Sunday, oh Sunday.
Again I have ignored your directive to rest. I have transgressed the rule of God and have ventured out onto the roads of my native land. And I did so on a new bike.
The real truth of the world is not to transgress God’s laws but not to cross your wife’s feelings.
Yesterday, I did a foolish thing. Coming back from the garage, with the Mercedes again being pronounced next to death, I called in at local cycle shop that is run by two cycle-nut brothers.
They are a Godsend in a world where many retailers regard their customers as unwitting punters rather that fellow travellers. These two guys do not charge the earth and have often been advised to charge more. Their loyal customers value them so much that they are prepared to give unsolicited business advice in order to keep them going.
With my car diagnosed as approaching terminal, with my life taking an apparent and surprising upward turn, and dragging my mood with it, I decided to see if there were any bargains.
Bagging bike bargains begs of the buyer basic awareness of of the annual ins and outs of classic races, changing technology, and the use of different colours. A mid-range bike can drop by between 30 to 50% at certain times of year. I was ready to chance my arm as the Giro has just gone, the Criterium is running, and the Tour de France is waiting in the wings. It could be that, just before the rush to buy, there could be some deals to be had.
No sooner had I walked into the shop, that was stuffed with bikes of all sizes, makes and purposes, I saw it.

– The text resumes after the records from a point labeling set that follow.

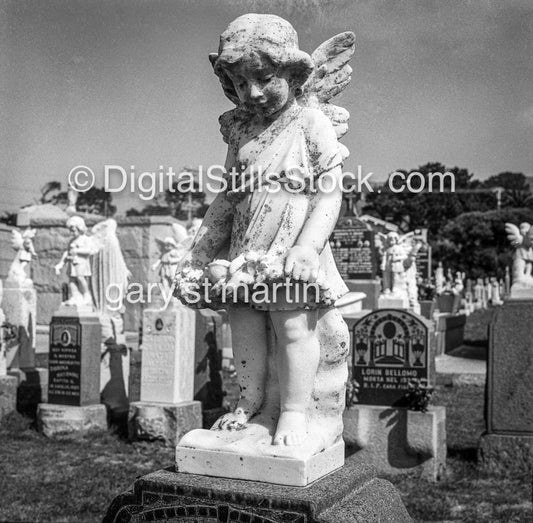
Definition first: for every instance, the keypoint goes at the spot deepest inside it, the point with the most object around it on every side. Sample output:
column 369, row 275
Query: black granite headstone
column 74, row 361
column 391, row 347
column 352, row 244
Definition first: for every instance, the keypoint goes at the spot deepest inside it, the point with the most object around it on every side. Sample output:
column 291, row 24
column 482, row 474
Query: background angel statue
column 22, row 242
column 398, row 265
column 95, row 266
column 521, row 239
column 172, row 249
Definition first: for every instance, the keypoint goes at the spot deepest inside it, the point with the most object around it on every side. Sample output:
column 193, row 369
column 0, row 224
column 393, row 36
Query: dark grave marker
column 391, row 347
column 74, row 361
column 353, row 247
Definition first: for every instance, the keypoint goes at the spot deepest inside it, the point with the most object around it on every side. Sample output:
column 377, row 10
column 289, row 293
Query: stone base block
column 281, row 470
column 8, row 395
column 32, row 388
column 506, row 454
column 57, row 420
column 351, row 494
column 397, row 440
column 386, row 302
column 163, row 421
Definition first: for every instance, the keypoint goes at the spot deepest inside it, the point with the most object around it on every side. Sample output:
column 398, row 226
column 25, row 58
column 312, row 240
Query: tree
column 476, row 242
column 427, row 209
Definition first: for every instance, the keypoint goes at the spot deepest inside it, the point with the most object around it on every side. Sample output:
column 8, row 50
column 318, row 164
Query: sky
column 92, row 82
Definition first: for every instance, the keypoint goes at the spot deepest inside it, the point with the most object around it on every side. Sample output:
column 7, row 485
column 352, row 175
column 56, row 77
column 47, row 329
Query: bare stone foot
column 291, row 429
column 235, row 420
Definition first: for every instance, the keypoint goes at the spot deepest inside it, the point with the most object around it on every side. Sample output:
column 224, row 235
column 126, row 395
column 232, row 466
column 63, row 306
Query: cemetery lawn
column 75, row 479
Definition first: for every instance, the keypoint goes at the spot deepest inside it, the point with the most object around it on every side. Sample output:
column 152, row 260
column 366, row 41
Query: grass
column 68, row 480
column 74, row 479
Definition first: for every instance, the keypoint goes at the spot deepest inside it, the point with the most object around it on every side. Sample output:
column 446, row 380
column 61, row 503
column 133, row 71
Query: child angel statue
column 273, row 218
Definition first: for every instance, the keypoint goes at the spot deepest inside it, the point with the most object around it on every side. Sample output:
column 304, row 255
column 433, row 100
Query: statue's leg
column 298, row 358
column 250, row 347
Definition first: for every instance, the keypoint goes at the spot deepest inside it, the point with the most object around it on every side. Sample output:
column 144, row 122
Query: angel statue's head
column 524, row 228
column 259, row 63
column 393, row 238
column 76, row 225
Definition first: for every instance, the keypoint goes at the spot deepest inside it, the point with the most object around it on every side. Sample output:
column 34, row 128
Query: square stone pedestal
column 351, row 494
column 297, row 472
column 397, row 440
column 150, row 420
column 8, row 395
column 390, row 302
column 58, row 420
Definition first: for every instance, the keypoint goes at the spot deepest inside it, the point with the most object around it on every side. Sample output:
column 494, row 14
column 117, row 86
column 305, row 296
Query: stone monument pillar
column 166, row 410
column 507, row 444
column 8, row 384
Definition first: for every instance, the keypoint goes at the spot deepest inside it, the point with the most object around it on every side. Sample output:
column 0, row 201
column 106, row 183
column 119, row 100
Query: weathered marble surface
column 521, row 239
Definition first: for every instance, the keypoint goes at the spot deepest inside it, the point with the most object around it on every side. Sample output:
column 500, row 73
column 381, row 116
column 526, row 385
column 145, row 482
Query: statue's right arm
column 213, row 233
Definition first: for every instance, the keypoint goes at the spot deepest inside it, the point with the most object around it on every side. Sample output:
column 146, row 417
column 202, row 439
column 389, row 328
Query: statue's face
column 260, row 86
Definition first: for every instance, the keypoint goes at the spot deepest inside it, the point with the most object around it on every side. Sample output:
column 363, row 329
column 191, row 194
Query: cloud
column 526, row 116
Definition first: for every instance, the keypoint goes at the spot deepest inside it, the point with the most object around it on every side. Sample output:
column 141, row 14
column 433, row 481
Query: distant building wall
column 6, row 252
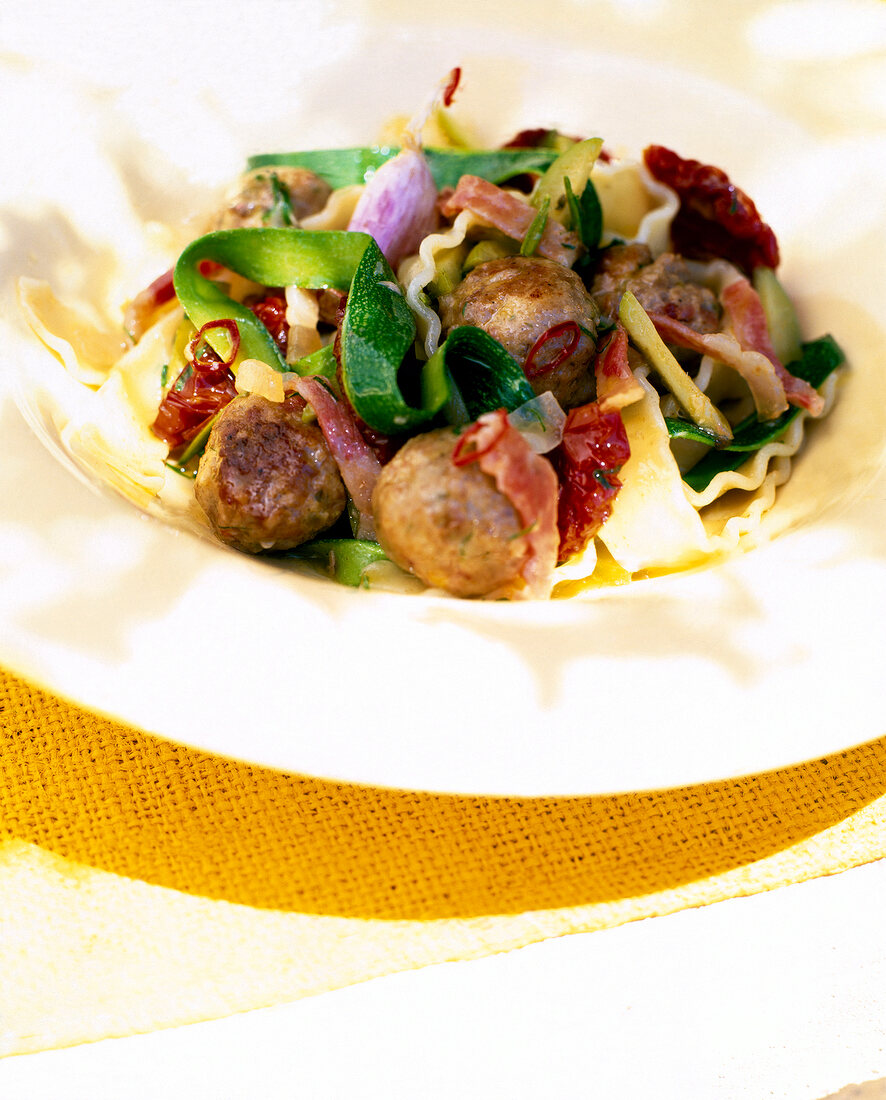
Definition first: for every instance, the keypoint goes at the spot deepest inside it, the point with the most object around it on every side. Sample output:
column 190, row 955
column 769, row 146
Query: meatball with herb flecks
column 542, row 312
column 447, row 524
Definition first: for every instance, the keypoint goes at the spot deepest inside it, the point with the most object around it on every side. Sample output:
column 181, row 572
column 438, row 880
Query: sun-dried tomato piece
column 203, row 388
column 715, row 219
column 272, row 312
column 594, row 447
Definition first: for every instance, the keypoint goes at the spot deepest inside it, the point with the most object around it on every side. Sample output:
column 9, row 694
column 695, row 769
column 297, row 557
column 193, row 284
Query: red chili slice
column 569, row 329
column 449, row 90
column 272, row 312
column 203, row 388
column 715, row 218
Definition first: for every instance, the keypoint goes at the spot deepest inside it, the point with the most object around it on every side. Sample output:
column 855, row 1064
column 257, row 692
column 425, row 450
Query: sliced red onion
column 357, row 463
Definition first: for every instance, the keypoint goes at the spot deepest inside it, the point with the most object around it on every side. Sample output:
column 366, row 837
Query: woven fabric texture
column 145, row 884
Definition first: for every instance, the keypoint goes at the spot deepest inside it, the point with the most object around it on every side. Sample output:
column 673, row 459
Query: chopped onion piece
column 253, row 376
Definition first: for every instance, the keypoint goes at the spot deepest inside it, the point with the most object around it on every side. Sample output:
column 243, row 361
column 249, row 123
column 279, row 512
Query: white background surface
column 778, row 996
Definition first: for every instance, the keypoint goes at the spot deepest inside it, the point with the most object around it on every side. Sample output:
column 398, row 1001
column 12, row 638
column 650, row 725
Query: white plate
column 772, row 658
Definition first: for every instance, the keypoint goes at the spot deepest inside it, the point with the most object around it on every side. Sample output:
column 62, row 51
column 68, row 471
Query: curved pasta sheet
column 87, row 351
column 417, row 272
column 107, row 428
column 752, row 475
column 635, row 206
column 653, row 525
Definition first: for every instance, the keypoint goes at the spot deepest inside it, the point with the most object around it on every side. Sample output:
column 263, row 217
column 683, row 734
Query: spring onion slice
column 345, row 560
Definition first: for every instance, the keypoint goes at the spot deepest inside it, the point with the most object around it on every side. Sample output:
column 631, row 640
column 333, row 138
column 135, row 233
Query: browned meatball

There was a big orange sign (homemade) that announced the precipitous fall in price from £1595 to £995. My joy was apparent as I greeted one of the owners. I asked for a closer look, for no other reason than to be able to touch and stroke the object of my desire. After that was complete, my spirits were replete; I was besotted.
I had a big IF running to the front of my mind. The IF was that IF he would agree to part-exchange a mountain bike that I do not ride and IF he gave me a goodly price, I would do the deal. A picture of my wife’s disapproval flashed to the surface, but I was sure that she would understand and see the wisdom of my once-in-a-lifetime purchase. I kept thinking that she would understand, hoping that she would understand, forgive me for my moment of temptation at the foot of the bike-tree of knowledge.
I drove home, changed vehicles, and placed my unwanted mountain bike in the back. I told my wife that I just needed to pop out for something and she didn’t ask me what it was. That was a sign.
Once down at the Eden of hope, I presented my Cannondale and he gave me a fair exhange price. I pushed the bartering boat out a little in order to convince myself that I was truly getting the deal of the century and he agreed.
“Come back at 2,” he told me.
2 was still some way off so, when I returned I offered to make everybody tea, gave out compliments as if they were biscuits, told my wife that she was looking beautiful, and kept checking my watch. In moments like this, time likes to play games; it slows and stutters. But I wasn’t going to be beaten even as a dramatic storm had decided to settle poetically on my town.
Finally, and not before eons had slowly sauntered by, I was reunited with the new bike. I placed it in the car, stroked it, told it not to worry (it was only a passing storm) and drove home. I hesitated on the drive, torn between hiding it in the garage or just confessing by placing it in the back room. I chose the latter.
Comic confusion clouded my wife’s face. The words, “Just bought a bike,” entered the air. I ran through the bargain stuff, the stuff about not having bought a bike for ages, the great exchange deal that I got, but still the comic confusion remained. Her weapon was silence, not aggressive silence just resignation; of all the men who had to walk through the doors of her life, it had to be me.
She watched me leave as I set off on the inaugural ride this morning.
“I hope it’s worth it,” she said as I clipped into the pedals.